South Korean prosecutors on Sunday filed an arrest warrant for former prime minister Han Duck-soo, accusing him of aiding ex-president Yoon Suk-yeol in his short-lived martial law bid in December.
Trump is hosting Lee at the White House for talks expected to centre on trade and defence.
The first in-person meeting between the two leaders could help flesh out details of a July trade deal between the two countries that has Seoul investing hundreds of billions of dollars in the US.
The agreement set tariffs on South Korean goods at 15 per cent after Trump threatened rates as high as 25 per cent.
Trump declared at the time that South Korea would be "completely OPEN TO TRADE" with the US and accept goods such as cars and agricultural products. Automobiles are South Korea's top export to the US.
Seoul has one of the largest trade surpluses among Washington's NATO and Asia-Pacific allies, and countries where the US holds a trade deficit have drawn particular ire from Trump, who wants to eliminate such trade imbalances.
Lee's office said in announcing the visit that the two leaders plan to discuss cooperating on key manufacturing sectors such as semiconductors, batteries and shipbuilding.

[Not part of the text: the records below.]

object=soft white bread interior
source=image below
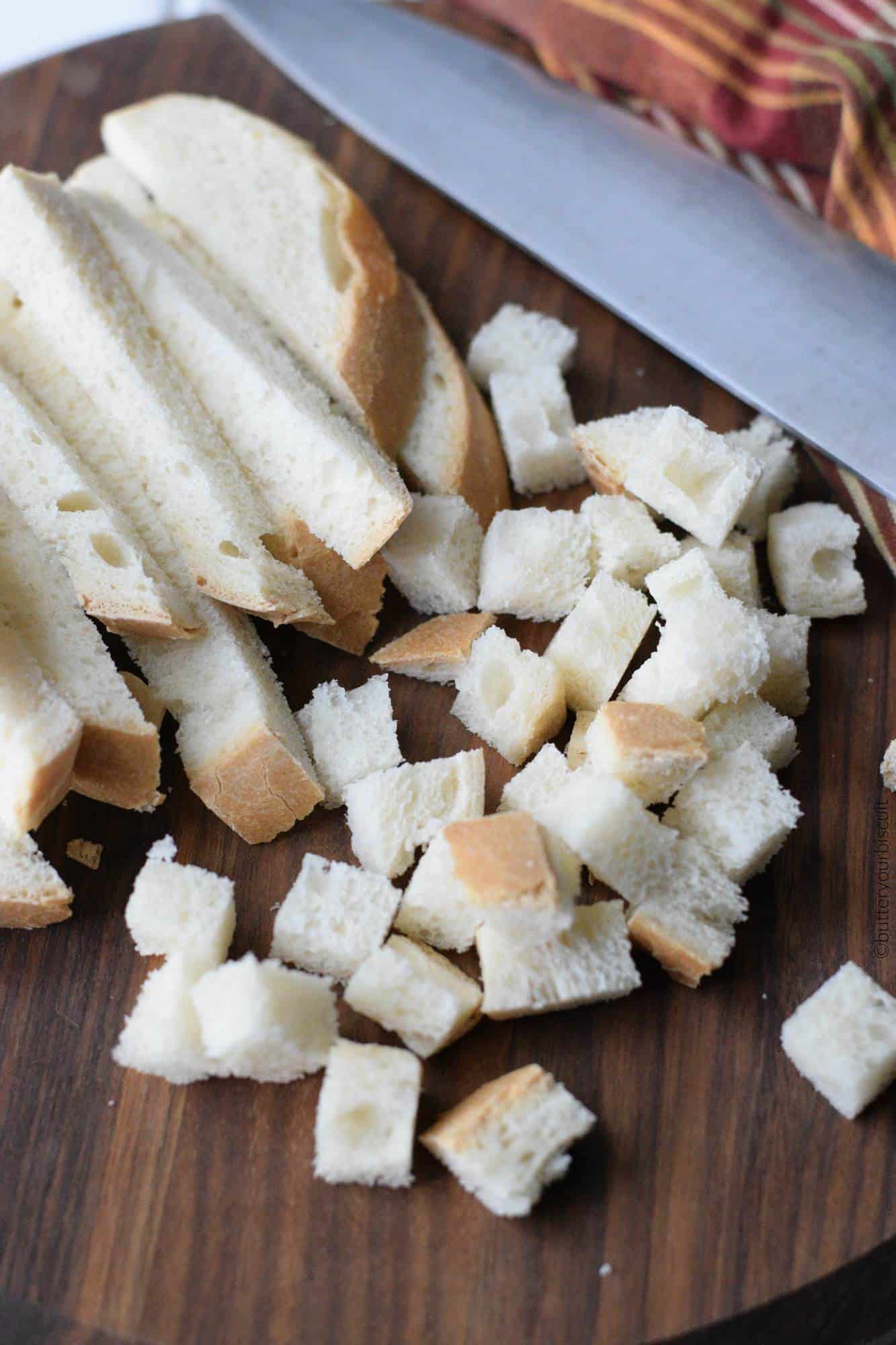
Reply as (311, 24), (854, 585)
(102, 94), (423, 456)
(768, 503), (868, 616)
(382, 495), (482, 613)
(780, 962), (896, 1120)
(315, 1040), (422, 1186)
(421, 1065), (596, 1217)
(0, 827), (73, 929)
(345, 748), (486, 878)
(451, 625), (567, 765)
(270, 854), (401, 981)
(545, 572), (657, 710)
(471, 508), (591, 621)
(296, 675), (403, 808)
(370, 612), (495, 683)
(477, 901), (641, 1018)
(345, 933), (482, 1060)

The latter has been a particular area of focus for the US president.
On defence, one potential topic is the continued presence of US troops in South Korea and concerns in Seoul that the US will seek higher payments in return.
A former child labourer
Ahead of his visit to Washington, Lee travelled to Tokyo for his first bilateral visit as president in a hugely symbolic trip for the two nations that hold longstanding historical wounds.
The summit with Japanese Prime Minister Shigeru Ishiba was interpreted by analysts as a way to show unity and potential leverage as Japan and South Korea face new challenges from the Trump administration.
Lee was the first South Korean president to choose Japan for the inaugural bilateral visit since the two nations normalised ties in 1965.
Elected in June, Lee was a former child labourer with an arm deformity who rose his way through South Korea's political ranks to lead the liberal Democratic Party and win the presidency after multiple attempts.
He succeeds the conservative Yoon, whose brief imposition of martial law last December led to his stunning ouster from office.
Lee faced an assassination attempt in January 2024, when he was stabbed in the neck by a man saying he wanted Lee's autograph and later told investigators that he intended to kill the politician.
Lee arrived in the US on Sunday and will leave on Tuesday. He headlined a dinner with roughly 200 local Korean-Americans in downtown Washington DC on Sunday night.